As others have mentioned, you should consider a IIR (infinite impulse response) filter rather than the FIR (finite impulse response) filter you are using now. There is more to it, but at first glance FIR filters are implemented as explicit convolutions and IIR filters with equations.
The particular IIR filter I use a lot in microcontrollers is a single pole low pass filter. This is the digital equivalent of a simple R-C analog filter. For most applications, these will have better characteristics than the box filter that you are using. Most uses of a box filter that I have encountered are a result of someone not paying attention in digital signal processing class, not as a result of needing their particular characteristics. If you just want to attenuate high frequencies that you know are noise, a single pole low pass filter is better. The best way to implement one digitally in a microcontroller is usually:
FILT <-- FILT + FF(NEW - FILT)
FILT is a piece of persistant state. This is the only persistant variable you need to compute this filter. NEW is the new value that the filter is being updated with this iteration. FF is the filter fraction, which adjusts the "heaviness" of the filter. Look at this algorithm and see that for FF = 0 the filter is infinitely heavy since the output never changes. For FF = 1, it's really no filter at all since the output just follows the input. Useful values are in between. On small systems you pick FF to be 1/2N so that the multiply by FF can be accomplished as a right shift by N bits. For example, FF might be 1/16 and the multiply by FF therefore a right shift of 4 bits. Otherwise this filter needs only one subtract and one add, although the numbers usually need to be wider than the input value (more on numerical precision in a separate section below).
I usually take A/D readings significantly faster than they are needed and apply two of these filters cascaded. This is the digital equivalent of two R-C filters in series, and attenuates by 12 dB/octave above the rolloff frequency. However, for A/D readings it's usually more relevant to look at the filter in the time domain by considering its step response. This tells you how fast your system will see a change when the thing you are measuring changes.
To facilitate designing these filters (which only means picking FF and deciding how many of them to cascade), I use my program FILTBITS. You specify the number of shift bits for each FF in the cascaded series of filters, and it computes the step response and other values. Actually I usually run this via my wrapper script PLOTFILT. This runs FILTBITS, which makes a CSV file, then plots the CSV file. For example, here is the result of "PLOTFILT 4 4":
The two parameters to PLOTFILT mean there will be two filters cascaded of the type described above. The values of 4 indicate the number of shift bits to realize the multiply by FF. The two FF values are therefore 1/16 in this case.
The red trace is the unit step response, and is the main thing to look at.
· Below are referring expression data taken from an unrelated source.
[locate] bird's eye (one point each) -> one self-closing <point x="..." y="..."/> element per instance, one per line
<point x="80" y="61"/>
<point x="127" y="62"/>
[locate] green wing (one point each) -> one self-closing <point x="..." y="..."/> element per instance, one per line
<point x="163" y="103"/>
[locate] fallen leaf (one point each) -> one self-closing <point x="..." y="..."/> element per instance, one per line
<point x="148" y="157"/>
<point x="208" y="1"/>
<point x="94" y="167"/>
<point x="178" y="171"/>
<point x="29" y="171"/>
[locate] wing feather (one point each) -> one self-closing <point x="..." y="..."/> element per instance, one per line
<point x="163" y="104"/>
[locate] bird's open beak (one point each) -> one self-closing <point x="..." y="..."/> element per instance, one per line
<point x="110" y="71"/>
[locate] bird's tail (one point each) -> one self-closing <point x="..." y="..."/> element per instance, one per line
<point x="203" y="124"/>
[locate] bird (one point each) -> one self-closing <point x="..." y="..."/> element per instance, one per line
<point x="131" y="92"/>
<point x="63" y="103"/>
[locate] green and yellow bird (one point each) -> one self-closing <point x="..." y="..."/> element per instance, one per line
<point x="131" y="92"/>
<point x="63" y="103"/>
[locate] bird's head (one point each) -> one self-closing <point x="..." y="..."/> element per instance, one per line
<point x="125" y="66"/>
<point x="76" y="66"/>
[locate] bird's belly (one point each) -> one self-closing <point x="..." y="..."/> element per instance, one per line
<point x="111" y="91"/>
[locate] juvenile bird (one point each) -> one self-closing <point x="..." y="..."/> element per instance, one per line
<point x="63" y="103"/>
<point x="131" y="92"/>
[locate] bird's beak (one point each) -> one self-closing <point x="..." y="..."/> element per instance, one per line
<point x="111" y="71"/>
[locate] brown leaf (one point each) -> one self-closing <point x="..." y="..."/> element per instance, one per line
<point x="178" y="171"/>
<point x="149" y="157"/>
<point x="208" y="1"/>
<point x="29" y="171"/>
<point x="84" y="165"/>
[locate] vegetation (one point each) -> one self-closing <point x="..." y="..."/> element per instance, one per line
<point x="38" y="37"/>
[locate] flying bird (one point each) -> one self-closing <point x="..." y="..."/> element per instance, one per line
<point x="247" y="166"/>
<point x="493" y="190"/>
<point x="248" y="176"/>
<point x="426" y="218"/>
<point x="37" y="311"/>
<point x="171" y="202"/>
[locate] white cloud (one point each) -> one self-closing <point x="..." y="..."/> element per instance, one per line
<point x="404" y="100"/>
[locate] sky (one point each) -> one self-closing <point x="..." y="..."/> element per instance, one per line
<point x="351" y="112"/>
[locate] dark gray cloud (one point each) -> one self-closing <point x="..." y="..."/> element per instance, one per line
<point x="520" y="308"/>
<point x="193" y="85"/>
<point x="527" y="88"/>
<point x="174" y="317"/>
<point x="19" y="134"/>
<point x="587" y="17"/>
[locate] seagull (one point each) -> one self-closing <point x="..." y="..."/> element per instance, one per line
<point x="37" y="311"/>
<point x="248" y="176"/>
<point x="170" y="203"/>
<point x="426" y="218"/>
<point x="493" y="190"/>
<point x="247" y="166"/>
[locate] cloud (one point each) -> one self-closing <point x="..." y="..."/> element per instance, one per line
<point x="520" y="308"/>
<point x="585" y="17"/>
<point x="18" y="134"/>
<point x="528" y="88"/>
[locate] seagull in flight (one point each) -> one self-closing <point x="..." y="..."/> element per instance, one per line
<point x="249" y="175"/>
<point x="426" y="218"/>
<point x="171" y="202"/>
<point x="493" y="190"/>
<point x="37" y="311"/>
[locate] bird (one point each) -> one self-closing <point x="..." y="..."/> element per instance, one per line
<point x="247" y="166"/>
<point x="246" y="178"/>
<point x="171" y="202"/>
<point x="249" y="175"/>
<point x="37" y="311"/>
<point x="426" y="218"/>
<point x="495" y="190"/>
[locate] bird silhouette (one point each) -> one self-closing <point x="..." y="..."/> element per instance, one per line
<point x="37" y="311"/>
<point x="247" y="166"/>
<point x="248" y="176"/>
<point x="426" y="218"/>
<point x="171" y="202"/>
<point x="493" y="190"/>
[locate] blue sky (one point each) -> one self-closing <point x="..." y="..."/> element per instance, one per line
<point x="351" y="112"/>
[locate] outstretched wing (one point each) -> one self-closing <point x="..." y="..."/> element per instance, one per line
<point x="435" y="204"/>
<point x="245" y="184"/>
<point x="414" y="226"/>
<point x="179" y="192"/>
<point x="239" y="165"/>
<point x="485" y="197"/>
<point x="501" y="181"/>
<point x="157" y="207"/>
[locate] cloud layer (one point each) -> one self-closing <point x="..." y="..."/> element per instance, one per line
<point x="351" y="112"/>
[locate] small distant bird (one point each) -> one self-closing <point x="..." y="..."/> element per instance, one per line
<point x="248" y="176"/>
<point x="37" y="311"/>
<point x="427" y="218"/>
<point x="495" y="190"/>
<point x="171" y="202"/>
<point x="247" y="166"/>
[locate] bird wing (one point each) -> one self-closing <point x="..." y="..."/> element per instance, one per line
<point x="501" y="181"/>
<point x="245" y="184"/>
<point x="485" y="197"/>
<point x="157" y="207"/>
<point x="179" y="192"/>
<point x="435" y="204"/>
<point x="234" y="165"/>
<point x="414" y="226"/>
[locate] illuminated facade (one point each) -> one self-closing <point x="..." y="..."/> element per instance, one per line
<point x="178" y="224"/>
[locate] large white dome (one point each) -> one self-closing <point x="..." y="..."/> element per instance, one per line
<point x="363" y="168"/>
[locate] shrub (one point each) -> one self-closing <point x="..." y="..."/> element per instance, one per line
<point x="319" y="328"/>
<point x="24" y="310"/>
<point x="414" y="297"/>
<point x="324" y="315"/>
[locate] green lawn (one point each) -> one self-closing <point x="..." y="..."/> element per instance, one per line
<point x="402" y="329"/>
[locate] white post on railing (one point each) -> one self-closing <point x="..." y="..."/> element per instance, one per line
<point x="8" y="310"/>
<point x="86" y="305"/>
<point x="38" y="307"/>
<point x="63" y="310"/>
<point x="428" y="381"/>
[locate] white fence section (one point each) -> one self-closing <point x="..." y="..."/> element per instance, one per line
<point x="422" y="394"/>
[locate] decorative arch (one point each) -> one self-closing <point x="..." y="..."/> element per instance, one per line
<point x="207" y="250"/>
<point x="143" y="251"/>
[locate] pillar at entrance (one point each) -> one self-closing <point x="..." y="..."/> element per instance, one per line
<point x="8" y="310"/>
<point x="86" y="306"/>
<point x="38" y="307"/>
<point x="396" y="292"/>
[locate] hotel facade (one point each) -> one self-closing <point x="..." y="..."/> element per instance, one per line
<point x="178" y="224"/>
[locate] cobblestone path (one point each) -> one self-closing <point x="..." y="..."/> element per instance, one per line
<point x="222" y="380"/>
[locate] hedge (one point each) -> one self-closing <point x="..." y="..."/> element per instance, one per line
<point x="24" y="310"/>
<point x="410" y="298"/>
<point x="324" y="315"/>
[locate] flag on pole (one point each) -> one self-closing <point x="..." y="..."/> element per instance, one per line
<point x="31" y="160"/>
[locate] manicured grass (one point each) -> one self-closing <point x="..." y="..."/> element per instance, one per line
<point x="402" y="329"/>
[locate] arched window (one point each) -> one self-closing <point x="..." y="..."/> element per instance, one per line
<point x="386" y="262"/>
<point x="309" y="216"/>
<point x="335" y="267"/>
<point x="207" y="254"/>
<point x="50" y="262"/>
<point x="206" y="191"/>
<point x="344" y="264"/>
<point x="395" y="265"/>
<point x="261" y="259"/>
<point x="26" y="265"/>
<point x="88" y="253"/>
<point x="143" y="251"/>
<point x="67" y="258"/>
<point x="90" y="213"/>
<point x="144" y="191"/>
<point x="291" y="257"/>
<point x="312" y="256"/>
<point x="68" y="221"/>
For example, this tells you that if the input changes instantaneously, the output of the combined filter will settle to 90% of the new value in 60 iterations. If you care about 95% settling time then you have to wait about 73 iterations, and for 50% settling time only 26 iterations.
The green trace shows you the output from a single full amplitude spike. This gives you some idea of the random noise suppression. It looks like no single sample will cause more than a 2.5% change in the output.
The blue trace is to give a subjective feeling of what this filter does with white noise. This is not a rigorous test since there is no guarantee what exactly the content was of the random numbers picked as the white noise input for this run of PLOTFILT. It's only to give you a rough feeling of how much it will be squashed and how smooth it is.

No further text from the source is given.